Being a Sri Lankan I love seafood. If you are a seafood lover, then let me introduce you to this authentic recipe for Sri Lankan devilled prawns.
This recipe is so quick to make, and it’s incredibly easy, you’re are going to wonder why you’ve never discovered this before. Probably because it’s so good we Sri Lankans don’t want to give our secrets away!
Sri Lankan food is going mainstream
Sri Lankan food is gaining in popularity, it’s moving out of the suburbs from local communities and becoming mainstream. Dishes like this are going to be seen everywhere. And, I’m giving you the inside track on how to make authentic Sri Lankan devilled prawns.
Sri Lankan devilled prawns, a family recipe
The thing about any devilled dish, prawns, chicken pork – it’s about getting the balance right between the heat, the sweetness and the sourness. There’s a sweet spot that makes this recipe sing – once you hit that note, you’re going to be addicted.
I’ve tried a number of variations of this recipe, to get my deviled prawns the way my dad would make them. And, I think I may have cracked it. This is pretty much how I remember my Dad making his devilled prawns.
I really love this dish. It’s one of my all-time favourites, it’s demanding to be shared, and I’m confident you’re going to love it too.
My tips for making this authentic recipe for Sri Lankan devilled prawns
The prawns For the best results, use fresh prawns. And if you can try and find either king prawns or tiger prawns. I’ll leave it to you to decide if you want heads and shells on or off – I guess it just depends on how messy you want to get! (Me – I’m happy getting messy with my devilled prawns!)
The sauces I’ve tried this recipe with soy sauce on its own, with Worcestershire sauce on its own. I’ve found the best combination is to have both – I just love the cheek sucking tang it delivers. The important thing is that you have both of these sauces in your recipe.
Vinegar Yes, another essential ingredient, again adds the necessary acidity to this dish. The vinegar unites the heat from the chillies with the sweetness of the sugar.

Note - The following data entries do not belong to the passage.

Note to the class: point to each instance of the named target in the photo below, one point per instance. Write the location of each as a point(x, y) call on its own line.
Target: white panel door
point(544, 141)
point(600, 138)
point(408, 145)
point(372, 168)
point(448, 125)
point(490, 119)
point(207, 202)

My preference is apple cider vinegar, but red wine vinegar works well too.
Sugar You can’t have a decent devilled dish without a little sugar. That’s all I’m going to say on the matter.
Onions This is what makes this dish, the onions. I use red onions, and I cook them till they are dark and almost caramelised. This dish doesn’t have much in the way of sauce or gravy, it’s the onions that give the sticky quality to this dish.
Tomatoes You will find some recipes that recommend tomato ketchup, for me, this is too sweet. I find a few cherry tomatoes hit the right level of sweet piquancy.
Chilli Yes devilled prawn is a spicy dish, but the chilli heat shouldn’t outweigh the sweet and sourness of this dish – there’s a balance to be had. And pure heat, that’s just unpleasant. Adjust this to your taste – not keen on heat, leave out the chilli powder and deseed your chilli – that will keep the heat levels manageable.
500g of prawns, ideally fresh with heads and legs taken off
1. Heat the oil in a large wok or frying pan
2. Add the onions and start to cook them, when they soften add the garlic, ginger and chilli.
3. Now add the dry spices with the tomatoes and quickly stir these into the onions allow the onions to cook down well but they should not burn. If you think the ingredients are looking like they’re drying out, add a splash of water.
4. In quick succession add the vinegar, soy sauce, Worcestershire sauce and sugar – followed by the prawns
5. Stir fry the prawns until they are cooked, and the onions are looking caramelised. Any liquid should be cooked down until a sticky sauce coats the prawns, add a little salt to lift the flavour.
6. Serve hot – with rice, or simply as an appetiser.